I loved the context of this book as much as the story itself. As part of the “Own Voices” movement, the speculative fiction community has examined not only the inclusion of transgender characters but asked who writes about them. This book is the first fantasy novel featuring a transgender character and written by a transgender author to be published by a major house. Alina Boyden sets her tale in a non-Western culture in which transwomen have an established cultural niche. She draws her inspiration from the Indian tradition of hijras, which dates back as far as 3000 years ago, referring to third gender or trans-feminine people. Texts such as the Rigveda, Mahabharata, and Ramayana mention such people in a respectful way, in contrast to the actions of the British Empire in attempting to erase the hijra community entirely. In India, hijras who are assigned male gender at birth sometimes castrate themselves, wear feminine clothing and adopt feminine names, live together in households, relate to each other as female kin (sisters, daughters, etc), and perform at events such as births and weddings.

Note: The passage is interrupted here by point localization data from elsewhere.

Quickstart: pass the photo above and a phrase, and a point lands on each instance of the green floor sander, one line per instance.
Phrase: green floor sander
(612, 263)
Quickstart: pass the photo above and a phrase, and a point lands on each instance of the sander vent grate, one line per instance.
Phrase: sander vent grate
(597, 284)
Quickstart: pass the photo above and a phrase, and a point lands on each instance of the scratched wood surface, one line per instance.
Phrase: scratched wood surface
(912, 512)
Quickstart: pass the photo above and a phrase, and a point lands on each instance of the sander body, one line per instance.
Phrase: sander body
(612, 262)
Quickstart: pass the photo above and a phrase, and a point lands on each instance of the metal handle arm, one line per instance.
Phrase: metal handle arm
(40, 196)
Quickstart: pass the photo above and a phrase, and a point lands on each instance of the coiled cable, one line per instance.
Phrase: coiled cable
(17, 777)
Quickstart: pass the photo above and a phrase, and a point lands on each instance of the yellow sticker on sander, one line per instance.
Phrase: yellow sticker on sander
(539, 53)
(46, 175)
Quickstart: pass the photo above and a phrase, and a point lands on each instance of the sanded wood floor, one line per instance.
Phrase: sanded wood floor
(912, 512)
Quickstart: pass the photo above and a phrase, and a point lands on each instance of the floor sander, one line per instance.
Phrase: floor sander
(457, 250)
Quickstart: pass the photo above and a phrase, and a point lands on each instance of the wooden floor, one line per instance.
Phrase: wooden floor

One such is this novel’s protagonist, Razia Khan, born as the Crown Prince of one of many small kingdoms in this alternate pre-British India, including training with the magical feathered dragons called zahhaks, which are a rare and powerful military asset. Now she works as a skilled dancer and courtesan, working and living in a tightly knit household, a dera, ruled by an insatiably greedy madam. In addition, she’s a thief whose booty supplements their income. After being engaged to provide entertainment for a wealthy merchant, she falls in love with the handsome prince of Bikampur and gains his affection in return. But all is not well, for her very life is at risk should her father learn of her whereabouts, a bully from her tormented childhood appears at court and recognizes her . . . and war is brewing. Razia’s training and natural aptitude make her a genius at the use of dragons in military strategy, and her sound advice brings her the esteem of her prince’s father.

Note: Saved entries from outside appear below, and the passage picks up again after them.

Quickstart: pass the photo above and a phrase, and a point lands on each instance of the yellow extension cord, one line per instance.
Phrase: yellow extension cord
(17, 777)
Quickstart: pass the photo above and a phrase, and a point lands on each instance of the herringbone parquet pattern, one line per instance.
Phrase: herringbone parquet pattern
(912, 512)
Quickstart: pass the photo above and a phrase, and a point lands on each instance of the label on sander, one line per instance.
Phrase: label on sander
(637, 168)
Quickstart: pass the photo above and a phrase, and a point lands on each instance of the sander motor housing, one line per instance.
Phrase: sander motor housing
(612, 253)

The style and pacing of the story invites the reader to savor this world and its culture. The enumeration of settings and details, including jewelry and clothing, and the beat-by-beat descriptions of action and interactions, which are then repeated, create a slow spiraling effect. All of this is interwoven with Razia’s own internal monologues, so that we are able to experience her world and her personal history through gradually evolving lenses. At first, I questioned the slow pace and repetition, but as I noticed how the descriptions – what Razia notices and the context in which she places it – reflected and embodied Razia’s own personal growth, I found it highly evocative and satisfying. Small details, like the conversation between Razia, who chose castration as a gift, and a eunuch who had to come to terms with the involuntary loss, evoked a much larger world of consent, choices, and power.

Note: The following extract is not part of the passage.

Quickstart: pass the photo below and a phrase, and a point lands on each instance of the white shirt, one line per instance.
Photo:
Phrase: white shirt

Razia begins the story terrified of discovery, uneasy about stealing but so grateful to her madam that she feels she has no choice, and pathetically desperate for love. As she comes to accept being valued, she discovers her own courage – a trait she believed she lacked because she had been told – and beaten – so many times as a child for being unmasculine. She doesn’t take the easy way out, whether it’s accepting the likelihood of betrayal to her father, and subsequent assassination, or the risk of losing Arjuna’s love by telling him the truth about her thieving, standing up to those who once bullied her, or always, always remaining true to herself as a transgender woman. It would have been so easy for the story to follow the typical Romance tropes based on misunderstandings so easily cleared up by a single conversation, and Stealing Thunder avoids them all. By the end, I not only cheered Razia’s commitment to a genuine life, I had a greater understanding of how she has managed to find empowerment within the superficially submissive, dependent role of a hijra courtesan.